07 — Depth, residual coupling & stability

We have the pieces of a coupling layer — the pattern, the bijector, the conditioner, the mask. A single layer transforms only half the coordinates, so a coupling flow’s power comes from stacking: T=TLT1T = T_L \circ \cdots \circ T_1 with alternating masks (notebook 03), each block adding expressiveness. This notebook looks at the depth dimension — how much it buys, what keeps deep stacks trainable, and the residual coupling variant that points ahead to Part 9.

What you will see

import warnings

warnings.filterwarnings("ignore")

import equinox as eqx
import jax
import jax.numpy as jnp
import jax.random as jr
import matplotlib.pyplot as plt
import numpy as np
import optax
from flowjax.bijections import Chain, Flip, Invert
from flowjax.distributions import Normal, Transformed

import gauss_flows as gf
from gauss_flows._src.transforms.bijections.linear.rotation import HouseholderRotation
from _style import GAUSS_KW, style_ax

jax.config.update("jax_enable_x64", True)

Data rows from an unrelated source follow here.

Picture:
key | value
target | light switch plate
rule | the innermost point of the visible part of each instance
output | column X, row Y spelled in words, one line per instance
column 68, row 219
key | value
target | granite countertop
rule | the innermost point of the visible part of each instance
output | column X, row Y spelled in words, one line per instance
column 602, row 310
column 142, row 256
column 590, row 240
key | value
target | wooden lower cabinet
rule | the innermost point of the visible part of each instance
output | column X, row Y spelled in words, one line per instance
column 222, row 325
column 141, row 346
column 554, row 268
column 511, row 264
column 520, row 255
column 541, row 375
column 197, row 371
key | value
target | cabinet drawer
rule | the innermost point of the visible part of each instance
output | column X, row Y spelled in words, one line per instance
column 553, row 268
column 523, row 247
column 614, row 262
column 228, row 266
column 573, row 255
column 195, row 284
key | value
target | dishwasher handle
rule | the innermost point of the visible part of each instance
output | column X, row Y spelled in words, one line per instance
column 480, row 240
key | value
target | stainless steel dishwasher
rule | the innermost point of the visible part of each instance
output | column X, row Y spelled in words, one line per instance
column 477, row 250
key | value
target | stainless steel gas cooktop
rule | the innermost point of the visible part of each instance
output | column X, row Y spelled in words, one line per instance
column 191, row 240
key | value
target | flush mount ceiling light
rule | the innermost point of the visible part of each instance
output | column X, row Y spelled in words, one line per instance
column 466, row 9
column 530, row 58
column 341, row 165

rng = np.random.default_rng(0)
n = 3000
t = rng.uniform(0.5, 3.5, n)
arm = (rng.integers(0, 2, n) * 2 - 1)[:, None]
xy = arm * np.stack([t * np.cos(2.5 * t), t * np.sin(2.5 * t)], axis=1) + 0.08 * rng.standard_normal((n, 2))
X = jnp.asarray((xy - xy.mean(0)) / xy.std(0))


def build(key, depth, *, coupling="spline", actnorm=False):
    bijections = []
    for k in jr.split(key, depth):
        rk, c1, c2 = jr.split(k, 3)
        rot = HouseholderRotation(n_reflections=2, shape=(2,))
        rot = eqx.tree_at(lambda r: r.params, rot, jr.normal(rk, rot.params.shape))
        if coupling == "spline":
            mk = lambda kk: gf.RQSplineCoupling(kk, shape=(2,), n_bins=8, interval=4.0, nn_width=24, nn_depth=2)
        else:
            mk = lambda kk: gf.AffineCoupling(kk, shape=(2,), nn_width=24, nn_depth=2)
        block = [rot, mk(c1), Flip(shape=(2,)), mk(c2), Flip(shape=(2,))]
        if actnorm:
            block = [gf.ActNorm1D(shape=(2,))] + block
        bijections += block
    return Transformed(Normal(jnp.zeros(2)), Invert(Chain(bijections)))


def train(flow, *, steps=1200, peak_lr=3e-3, clip=1.0, batch=512, seed=1):
    params, static = eqx.partition(flow, eqx.is_inexact_array)
    schedule = optax.cosine_onecycle_schedule(steps, peak_lr)
    opt = (optax.adam(schedule) if clip is None
           else optax.chain(optax.clip_by_global_norm(clip), optax.adam(schedule)))
    state = opt.init(params)

    @eqx.filter_jit
    def step(params, state, xb):
        loss, g = eqx.filter_value_and_grad(
            lambda p: -jnp.mean(jax.vmap(eqx.combine(p, static).log_prob)(xb)))(params)
        upd, state = opt.update(g, state)
        return eqx.apply_updates(params, upd), state, loss

    key = jr.key(seed)
    for _ in range(steps):
        key, sk = jr.split(key)
        params, state, _ = step(params, state, X[jr.randint(sk, (batch,), 0, X.shape[0])])
    return eqx.combine(params, static)


logp = lambda f: float(jax.vmap(f.log_prob)(X).mean())

1. Depth buys expressiveness

Each coupling block, between alternating masks, composes with the others into a more expressive map. We fit RQ-spline coupling flows of increasing depth on the spiral.

depths = [1, 2, 4, 8]
depth_lp = [logp(train(build(jr.key(0), d))) for d in depths]
for d, lp in zip(depths, depth_lp):
    print(f"  depth {d}: log p {lp:.3f}")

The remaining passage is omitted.